We have finally reached the last tragedy. I cannot tell you how happy I am. Before I can throw a little party, however, we must discuss Antony and Cleopatra.

A synopsis:

Mark Antony is a member of the Roman triumvirate. His wife, Fulvia, was opposing Octavius Caesar while Antony resided in Rome with Cleopatra. When he received word that his wife had died, Antony returned to Rome to make peace with the other members of the triumvirate, promising Cleopatra that he would return. In order to cement an alliance between himself and Octavius, Antony married his fellow leader’s sister, Octavia. Upon hearing this, Cleopatra flew into a rage, but Antony eventually returned to her. Together, they prepared for the war brought on by Octavius attacking Lepidus, the third member of the triumvirate.

I don’t think i’m spoiling anything by telling you that everyone dies at the end of Antony and Cleopatra. It is a tragedy after all, and what would a quality tragedy be without multiple suicides?

Suicide is a particularly interesting issue in this play because it highlights the main struggle: duty versus passion. Antony’s desires are at odds with his duties, and the conflict is tearing him apart. Egypt is mesmerizing, but his power is in Rome. He desires Cleopatra, and yet, he knows Octavia is the appropriate choice for a wife. As I read, I got the feeling that Antony was at something like a retirement stage in his life. Pleasure is his priority, but he can’t quite get what he wants. He has too many responsibilities. How does this relate to suicide? Well, in Roman culture, suicide was considered honorable if you were sacrificing yourself for duty or to preserve your pride. The Bible’s account of the Roman jailer who was ready to throw himself on his sword because his prisoners had escaped is an accurate depiction of what life was like for members of the Roman military/government. The contrast in reasons for suicide is what shows the struggle between duty and passion. Antony kills himself out of despair, which was not considered honorable, while Cleopatra induces her own death so that she cannot be used by the Roman government, a reason which would have been honorable. Characters feel this struggle between what they want and what they should do even until the very end.

Antony and Cleopatra is also an interesting depiction of love between two older people. Shakespeare wrote much about young love, but seeing these characters experienced in romance is fascinating and different.

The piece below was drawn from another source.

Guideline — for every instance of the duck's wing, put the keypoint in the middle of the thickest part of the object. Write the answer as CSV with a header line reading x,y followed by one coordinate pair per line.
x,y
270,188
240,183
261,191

As far as adaptations go, there are two which would be fairly easy to find. The first, with Patrick Stewart as Enobarbus in his first television role, was done in 1974. The second was done by BBC in 1981. I have seen neither of these adaptations, but I feel confident in recommending the second at least because BBC did there best to create great visuals for educators. The adaptation presented to us in class consisted of snippets from a ballet, which seemed intriguing. I’ve always wondered what Shakespeare’s work would be like in ballet form, since it eliminates the blank verse that has made his so popular.

Overall, Antony and Cleopatra was good, better than some of the tragedies we read when compared by general sadness. It also contained quite a bit of history that was fun to work in with Shakespeare’s dramatic touches.